Les partis politiques sont totalement inadaptés aux nouvelles exigences de la politique. Partie intégrante de l’appareil d’État, ils ne représentent même plus la société civile contre lui, encore moins des projets de capitalismes différents et jamais un modèle alternatif. La politique est donc en retard d’une globalisation. Le mouvement anticapitaliste doit être international puisque son adversaire se globalise. Remarquons que le précédent l’était, il en avait même pris le nom. Mais la Troisième Internationale et le Kominterm qui lui succéda ne furent pas de grands succès : il a lâché les Républicains espagnols et jamais les communistes chinois n’auraient vaincu s’ils avaient suivi ses directives. La globalisation de la politique devra trouver de tout autres formes qui restent à inventer, les « forum sociaux mondiaux » du type Porto Alegre ne pouvant pas, à mon sens, en tenir lieu.

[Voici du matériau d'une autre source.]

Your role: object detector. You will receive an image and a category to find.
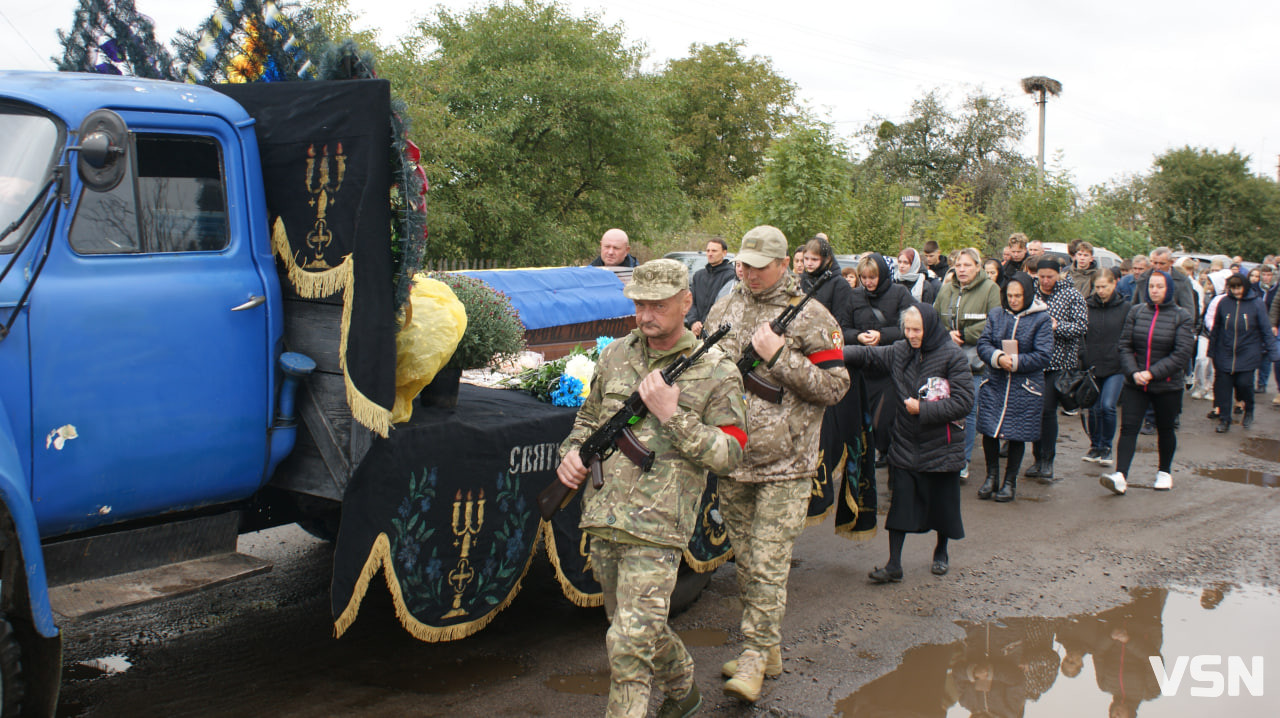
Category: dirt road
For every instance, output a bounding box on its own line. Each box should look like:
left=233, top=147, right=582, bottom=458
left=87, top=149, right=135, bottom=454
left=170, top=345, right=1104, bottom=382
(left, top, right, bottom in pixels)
left=60, top=398, right=1280, bottom=717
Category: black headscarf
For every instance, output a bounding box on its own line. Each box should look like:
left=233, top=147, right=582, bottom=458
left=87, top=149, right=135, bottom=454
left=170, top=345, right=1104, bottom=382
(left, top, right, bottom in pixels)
left=1000, top=271, right=1036, bottom=314
left=867, top=252, right=893, bottom=299
left=913, top=303, right=951, bottom=352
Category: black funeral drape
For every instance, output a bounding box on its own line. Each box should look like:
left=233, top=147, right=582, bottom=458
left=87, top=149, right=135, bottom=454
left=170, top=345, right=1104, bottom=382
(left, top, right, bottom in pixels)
left=215, top=79, right=397, bottom=436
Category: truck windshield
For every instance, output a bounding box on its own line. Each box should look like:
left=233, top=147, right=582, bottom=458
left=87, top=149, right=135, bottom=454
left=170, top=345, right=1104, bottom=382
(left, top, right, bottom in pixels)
left=0, top=105, right=58, bottom=253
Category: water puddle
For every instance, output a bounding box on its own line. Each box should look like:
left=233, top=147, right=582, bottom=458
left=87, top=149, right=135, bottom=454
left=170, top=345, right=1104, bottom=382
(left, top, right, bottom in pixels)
left=835, top=584, right=1280, bottom=718
left=63, top=653, right=133, bottom=681
left=1196, top=466, right=1280, bottom=489
left=547, top=668, right=609, bottom=695
left=357, top=655, right=525, bottom=694
left=1240, top=436, right=1280, bottom=463
left=677, top=628, right=728, bottom=648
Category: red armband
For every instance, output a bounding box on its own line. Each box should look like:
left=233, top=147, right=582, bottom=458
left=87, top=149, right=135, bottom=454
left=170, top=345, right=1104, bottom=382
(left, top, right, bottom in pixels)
left=809, top=349, right=845, bottom=369
left=719, top=424, right=746, bottom=449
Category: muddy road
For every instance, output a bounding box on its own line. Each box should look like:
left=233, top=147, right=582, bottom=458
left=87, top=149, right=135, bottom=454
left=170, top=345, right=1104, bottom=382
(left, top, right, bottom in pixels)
left=59, top=397, right=1280, bottom=717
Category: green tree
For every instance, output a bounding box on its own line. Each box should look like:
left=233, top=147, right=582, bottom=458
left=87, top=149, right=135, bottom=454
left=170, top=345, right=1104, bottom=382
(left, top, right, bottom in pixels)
left=655, top=41, right=796, bottom=203
left=409, top=0, right=686, bottom=264
left=992, top=168, right=1078, bottom=248
left=1147, top=146, right=1280, bottom=256
left=927, top=184, right=987, bottom=252
left=832, top=165, right=920, bottom=255
left=733, top=123, right=852, bottom=246
left=859, top=90, right=1029, bottom=210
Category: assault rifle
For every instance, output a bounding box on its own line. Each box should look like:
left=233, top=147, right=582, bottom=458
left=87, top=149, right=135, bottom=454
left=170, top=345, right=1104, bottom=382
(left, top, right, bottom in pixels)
left=538, top=324, right=730, bottom=521
left=737, top=270, right=836, bottom=404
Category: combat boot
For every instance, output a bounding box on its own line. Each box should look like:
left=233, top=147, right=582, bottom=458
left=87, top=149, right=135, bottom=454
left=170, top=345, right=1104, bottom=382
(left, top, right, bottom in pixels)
left=978, top=462, right=1000, bottom=500
left=658, top=683, right=703, bottom=718
left=724, top=649, right=764, bottom=703
left=721, top=646, right=782, bottom=678
left=1023, top=454, right=1041, bottom=479
left=996, top=467, right=1018, bottom=503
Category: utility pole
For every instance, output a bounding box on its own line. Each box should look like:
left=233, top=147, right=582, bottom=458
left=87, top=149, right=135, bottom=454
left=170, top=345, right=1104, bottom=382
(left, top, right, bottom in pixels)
left=1023, top=76, right=1062, bottom=189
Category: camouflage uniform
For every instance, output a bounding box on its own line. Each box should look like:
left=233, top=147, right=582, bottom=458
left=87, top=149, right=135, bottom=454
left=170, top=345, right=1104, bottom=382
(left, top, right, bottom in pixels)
left=561, top=262, right=746, bottom=715
left=707, top=273, right=849, bottom=654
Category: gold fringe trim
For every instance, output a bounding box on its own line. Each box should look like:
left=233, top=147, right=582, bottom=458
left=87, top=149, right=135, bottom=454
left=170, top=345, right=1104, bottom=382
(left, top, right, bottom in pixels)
left=804, top=502, right=836, bottom=529
left=271, top=218, right=392, bottom=439
left=685, top=546, right=733, bottom=573
left=836, top=444, right=878, bottom=541
left=538, top=521, right=604, bottom=608
left=333, top=534, right=538, bottom=642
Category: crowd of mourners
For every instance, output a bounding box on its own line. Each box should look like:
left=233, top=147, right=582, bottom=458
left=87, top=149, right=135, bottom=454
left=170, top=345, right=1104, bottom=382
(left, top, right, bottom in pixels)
left=576, top=225, right=1280, bottom=718
left=694, top=233, right=1280, bottom=582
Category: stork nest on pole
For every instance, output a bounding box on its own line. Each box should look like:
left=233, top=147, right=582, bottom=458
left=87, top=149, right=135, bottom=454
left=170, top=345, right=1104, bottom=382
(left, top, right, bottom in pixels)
left=1023, top=76, right=1062, bottom=97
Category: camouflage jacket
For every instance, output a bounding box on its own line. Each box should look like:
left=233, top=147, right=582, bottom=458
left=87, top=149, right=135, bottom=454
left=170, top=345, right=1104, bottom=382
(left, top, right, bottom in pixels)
left=707, top=273, right=849, bottom=481
left=561, top=329, right=746, bottom=548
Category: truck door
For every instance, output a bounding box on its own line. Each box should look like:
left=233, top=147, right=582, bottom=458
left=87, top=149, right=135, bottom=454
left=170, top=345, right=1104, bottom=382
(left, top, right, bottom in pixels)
left=29, top=113, right=273, bottom=535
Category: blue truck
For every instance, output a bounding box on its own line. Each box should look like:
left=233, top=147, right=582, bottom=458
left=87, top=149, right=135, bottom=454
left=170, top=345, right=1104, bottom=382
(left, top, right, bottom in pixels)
left=0, top=72, right=389, bottom=718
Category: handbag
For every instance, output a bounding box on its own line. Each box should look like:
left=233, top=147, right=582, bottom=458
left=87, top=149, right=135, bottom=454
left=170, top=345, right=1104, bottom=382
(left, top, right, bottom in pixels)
left=1053, top=369, right=1102, bottom=411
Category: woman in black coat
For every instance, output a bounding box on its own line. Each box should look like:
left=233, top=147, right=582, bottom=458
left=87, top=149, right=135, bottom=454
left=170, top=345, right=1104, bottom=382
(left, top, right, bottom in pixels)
left=845, top=305, right=973, bottom=584
left=845, top=252, right=915, bottom=467
left=978, top=271, right=1053, bottom=503
left=1082, top=269, right=1132, bottom=466
left=1208, top=274, right=1280, bottom=434
left=800, top=237, right=854, bottom=335
left=1098, top=269, right=1196, bottom=495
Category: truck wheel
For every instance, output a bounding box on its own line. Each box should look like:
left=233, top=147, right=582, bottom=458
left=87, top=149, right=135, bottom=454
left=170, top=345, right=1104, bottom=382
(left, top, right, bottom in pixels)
left=671, top=563, right=714, bottom=616
left=294, top=494, right=342, bottom=541
left=0, top=613, right=27, bottom=718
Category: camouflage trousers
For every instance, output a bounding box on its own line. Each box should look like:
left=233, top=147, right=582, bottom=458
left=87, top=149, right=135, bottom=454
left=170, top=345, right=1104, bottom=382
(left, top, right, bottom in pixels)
left=591, top=536, right=694, bottom=718
left=717, top=479, right=813, bottom=653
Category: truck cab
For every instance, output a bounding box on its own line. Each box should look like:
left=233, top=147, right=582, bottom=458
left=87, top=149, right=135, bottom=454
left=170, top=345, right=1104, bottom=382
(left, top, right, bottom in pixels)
left=0, top=72, right=302, bottom=717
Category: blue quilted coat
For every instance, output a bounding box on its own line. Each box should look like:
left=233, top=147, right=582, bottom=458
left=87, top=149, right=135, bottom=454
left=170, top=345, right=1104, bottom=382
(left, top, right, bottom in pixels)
left=978, top=298, right=1053, bottom=442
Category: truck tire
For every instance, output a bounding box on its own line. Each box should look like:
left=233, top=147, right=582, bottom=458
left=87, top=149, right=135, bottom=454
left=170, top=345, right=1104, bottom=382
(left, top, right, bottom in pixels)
left=671, top=562, right=714, bottom=616
left=0, top=613, right=27, bottom=718
left=293, top=494, right=342, bottom=543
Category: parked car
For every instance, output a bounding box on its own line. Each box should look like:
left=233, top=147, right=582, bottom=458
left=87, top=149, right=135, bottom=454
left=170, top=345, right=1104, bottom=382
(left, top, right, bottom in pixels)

La dernière fois que la politique en retard d’une globalisation avait rattrapé l’économie, cela avait provoqué d’importants craquements aux bords de la plaque centrale, affectant des États entiers qui se sont engagés pendant des décennies dans une voie différente, ignorant dans une large mesure le reste du monde. Cela a permis, dans l’équilibre est-ouest des forces géopolitiques, la longévité de ces expériences. Aujourd’hui, l’enjeu semble être une délimitation des territoires respectifs de la marchandise et de la sphère publique. Le combat apparaît donc beaucoup plus difficile, il est assimilable à une guérilla où rien n’est jamais gagné durablement ni facile à consolider. D’autant que bien sûr, il existera toujours (on ose l’espérer) des capitalistes intelligents, donc réformateurs, à l’image de Ford, Beveridge ou Keynes. Si la situation se tend, ils présenteront leurs programmes de simples réformes comme une troisième voie, une transformation radicale, une sortie progressive des capitalismes, un dépassement hégélien, etc. Or, il faut prendre la mesure de la thèse qui est ici soutenue : pour qu’existe la possibilité même de réformes véritables, il faut qu’existe un projet de subversion. Mais dans le siècle qui s’ouvre, les projets de subversion ne se voulant pas révolutionnaires, ils ressembleront terriblement aux projets réformistes, et il sera bien difficile de les distinguer.
Le XXIe siècle risque donc d’exiger des hommes un niveau de conscience, d’acuité et d’action politique sans précédent, sinon il pourrait bien ressembler au troisième siècle de notre ère : la décadence de Rome, son pain et ses jeux, avec les barbares en moins, ce qui n’est pas forcement une chance, car la barbarie viendrait alors de l’intérieur.